Il problema di abuso di proprietà pubblica è
senz'altro reale; non è però granché diverso da quello di
proprietà privata. Molti esempi mostrano che i dirigenti di imprese
private possono avere un comportamento da “percettori di rendita”
altrettanto chiaro che se l'impresa fosse nazionalizzata. Se
guardiamo alla moltiplicazione avvenuta in Francia di indagini
giudiziarie relative a reati come l'abuso di bene sociale o la
corruzione possiamo verificare che le imprese private vi sono
generosamente presenti. La questione è prima di tutto quella
della collusione. Quanto le élite economiche e politiche si
mescolano senza controllo pubblico (parlamentare o indiretto
attraverso i tribunali), le occasioni di acquisizione di rendite si
moltiplicano. D'altra parte è indiscutibile che uno Stato debole con
un'amministrazione disorganizzata è sprovvisto dei mezzi per farsi
rispettare.
Sarebbe quindi pericoloso ritenere che in questo caso la
privatizzazione potrebbe costituire la panacea. Essa non è una
soluzione preferibile solo se è dimostrabile che il processo di
realizzazione di istituzioni che consentano un controllo reale sulle
imprese private si compie più velocemente del processo di
restaurazione dello Stato. Queste istituzioni – si tratti di quelle
che garantiscono l'uguaglianza rispetto alla concorrenza o
all'accesso alle risorse finanziarie a alle reti di
commercializzazione, o quelle che consentono di risolvere le
controversie secondo la legge e non il caso – implicano comunque la
restaurazione dello Stato. Il mercato non produce istituzioni non
prima di essere organizzato lui stesso, vale a dire di aver
beneficiato di un quadro giuridico e istituzionale che solo lo Stato
può fornire. Storicamente, sono gli Stati che hanno consentito lo
sviluppo del mercato, non viceversa.
Possiamo allora sostenere che il comportamento del
“percettore di rendita” è contrastato più efficacemente da
un'identificazione dell'agente con la sua organizzazione, vale a dire
attraverso la reintroduzione di una prevedibilità di lungo termine
delle ripercussioni del suo comportamento presente sulla sua
situazione futura. È senz'altro possibile che in un paese in cui lo
Stato è generalmente considerato debole e sottomesso all'arbitrio la
privatizzazione costituisca un elemento per creare questa
identificazione; il caso è tuttavia molto diverso in altri paesi, in
particolare quelli in cui le nozioni di competenze tecniche e
professionali sono molto valorizzate nell'amministrazione.

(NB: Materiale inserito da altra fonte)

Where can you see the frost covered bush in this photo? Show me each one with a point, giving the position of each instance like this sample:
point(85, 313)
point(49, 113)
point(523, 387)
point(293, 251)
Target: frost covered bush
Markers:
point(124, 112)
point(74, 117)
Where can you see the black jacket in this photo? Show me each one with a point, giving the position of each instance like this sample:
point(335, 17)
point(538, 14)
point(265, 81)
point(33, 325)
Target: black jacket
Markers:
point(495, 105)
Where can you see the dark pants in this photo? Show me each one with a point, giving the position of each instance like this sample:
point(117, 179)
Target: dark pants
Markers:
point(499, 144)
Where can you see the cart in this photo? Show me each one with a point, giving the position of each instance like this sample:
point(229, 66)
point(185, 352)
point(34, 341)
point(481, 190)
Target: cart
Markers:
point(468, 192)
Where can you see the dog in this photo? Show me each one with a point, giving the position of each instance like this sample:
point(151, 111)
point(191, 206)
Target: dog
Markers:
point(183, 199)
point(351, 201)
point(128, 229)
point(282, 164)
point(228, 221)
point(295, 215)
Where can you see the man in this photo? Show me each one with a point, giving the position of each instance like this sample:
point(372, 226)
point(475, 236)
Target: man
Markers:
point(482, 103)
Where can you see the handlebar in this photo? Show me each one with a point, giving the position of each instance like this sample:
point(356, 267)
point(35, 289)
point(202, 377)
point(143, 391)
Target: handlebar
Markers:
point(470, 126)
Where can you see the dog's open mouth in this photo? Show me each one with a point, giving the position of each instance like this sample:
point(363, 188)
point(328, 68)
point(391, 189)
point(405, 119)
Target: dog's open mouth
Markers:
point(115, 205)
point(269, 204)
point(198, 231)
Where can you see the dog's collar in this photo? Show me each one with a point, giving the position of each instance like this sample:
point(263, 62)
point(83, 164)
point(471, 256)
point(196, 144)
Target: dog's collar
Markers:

Questo suggerisce allora un altro argomento a favore
della privatizzazione: se lo Stato non è democratico e se
l'amministrazione pubblica può essere catturata da interessi
particolari, allora possiamo attenderci uno sviluppo di situazioni
inefficienti [17]. I sistemi dittatoriali sono spesso accompagnati da
una forte corruzione, proprio in ragione di una mancanza di controlli
sugli agenti pubblici.
D'altro canto, le imprese che restano sotto controllo
pubblico devono essere sottoposte a regole di gestione chiare e
verificabili. Uno statuto dell'impresa pubblica (come esiste in
Francia o in Italia) è indispensabile. La creazione di corti dei
conti regionali indipendenti, incaricate di indagare sulle pratiche
finanziarie dei funzionari e degli amministratori, è una necessità,
così come la possibilità giuridica che queste corti possano
trasmettere le eventuali contestazioni alla giustizia.
D/ Gli effetti perversi delle privatizzazioni.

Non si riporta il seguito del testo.